As the molecule or molecular chain constituting the hydrophilic site 4, for example, an appropriate molecule or molecular chain having a hydrophilic group such as a hydroxy group, a carboxyl group, an amino group, a sulfonic acid group or a phosphoric acid group can be used. Specific examples of the hydrophilic site 4 include a polycondensation polymer obtained by polycondensing a polyol such as ethylene glycol and propylene glycol, a phospholipid, polyphosphoric acid, and the like. Among these, polyethylene glycol mainly composed of ethylene glycol is particularly preferable in that the hydrophilic site 4 can be easily bonded to the temperature responsive site 3 and the like.

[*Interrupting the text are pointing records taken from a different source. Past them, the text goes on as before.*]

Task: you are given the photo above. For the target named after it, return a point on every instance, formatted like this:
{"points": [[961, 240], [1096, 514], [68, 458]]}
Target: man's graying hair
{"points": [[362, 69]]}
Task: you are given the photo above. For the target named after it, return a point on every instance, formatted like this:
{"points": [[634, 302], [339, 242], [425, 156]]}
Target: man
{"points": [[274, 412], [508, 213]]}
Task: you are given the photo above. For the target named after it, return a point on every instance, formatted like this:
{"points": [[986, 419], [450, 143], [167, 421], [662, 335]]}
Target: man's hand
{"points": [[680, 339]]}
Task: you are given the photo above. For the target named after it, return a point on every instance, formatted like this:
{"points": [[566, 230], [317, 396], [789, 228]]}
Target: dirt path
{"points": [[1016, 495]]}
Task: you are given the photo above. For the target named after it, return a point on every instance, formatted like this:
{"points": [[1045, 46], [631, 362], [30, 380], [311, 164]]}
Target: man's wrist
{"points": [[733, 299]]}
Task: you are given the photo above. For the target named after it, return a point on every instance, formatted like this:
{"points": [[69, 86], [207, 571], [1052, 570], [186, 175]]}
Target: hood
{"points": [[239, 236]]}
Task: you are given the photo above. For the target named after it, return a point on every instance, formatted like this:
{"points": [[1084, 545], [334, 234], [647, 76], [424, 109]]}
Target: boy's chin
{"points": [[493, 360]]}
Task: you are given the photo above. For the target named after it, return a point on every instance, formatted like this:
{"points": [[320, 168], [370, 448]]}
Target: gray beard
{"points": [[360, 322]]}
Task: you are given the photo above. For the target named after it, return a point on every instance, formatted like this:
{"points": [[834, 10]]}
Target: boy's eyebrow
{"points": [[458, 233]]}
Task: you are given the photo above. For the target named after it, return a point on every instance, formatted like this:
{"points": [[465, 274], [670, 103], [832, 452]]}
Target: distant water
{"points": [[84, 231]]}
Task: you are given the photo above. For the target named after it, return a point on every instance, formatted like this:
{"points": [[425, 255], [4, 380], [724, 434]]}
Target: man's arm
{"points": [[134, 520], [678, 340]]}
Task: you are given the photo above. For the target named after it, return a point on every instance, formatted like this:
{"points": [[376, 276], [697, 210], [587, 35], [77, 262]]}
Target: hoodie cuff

The hydrophilic site 4 preferably has an average molecular weight of 100 or more and 1000 or less, more preferably 200 or more and 800 or less, and further preferably 400 or more and 600 or less. Further, in the hydrophilic part 4, the molar ratio of the temperature-responsive part 3 to the monomer is preferably 5% or more and 50% or less, more preferably 5% or more and 30% or less, and 8% or more. It is more preferably 15% or less. If such a hydrophilic site 4 is provided at a temperature-responsive site 3 or the like having polylysine as the main chain, a phase transition can occur near room temperature.

The hydrophilic site 4 is bound to the temperature responsive site 3 as a side chain in FIGS. 3, 4 and 5. However, the hydrophilic site 4 may be directly attached to the inner wall surface of the well 10. Further, it may be bonded to a plurality of these bonding positions.

In FIGS. 3, 4, and 5, the protein binding site 2, the temperature-responsive site 3, and the hydrophilic site 4 are immobilized on the inner wall surface of the well 10 included in the incubator P. However, the form may not include the hydrophilic part 4, or may have a hydrophobic part instead of a part or all of the hydrophilic part 4. Further, together with these molecules or molecular chains, it may have a site exhibiting other functions such as a pH response site.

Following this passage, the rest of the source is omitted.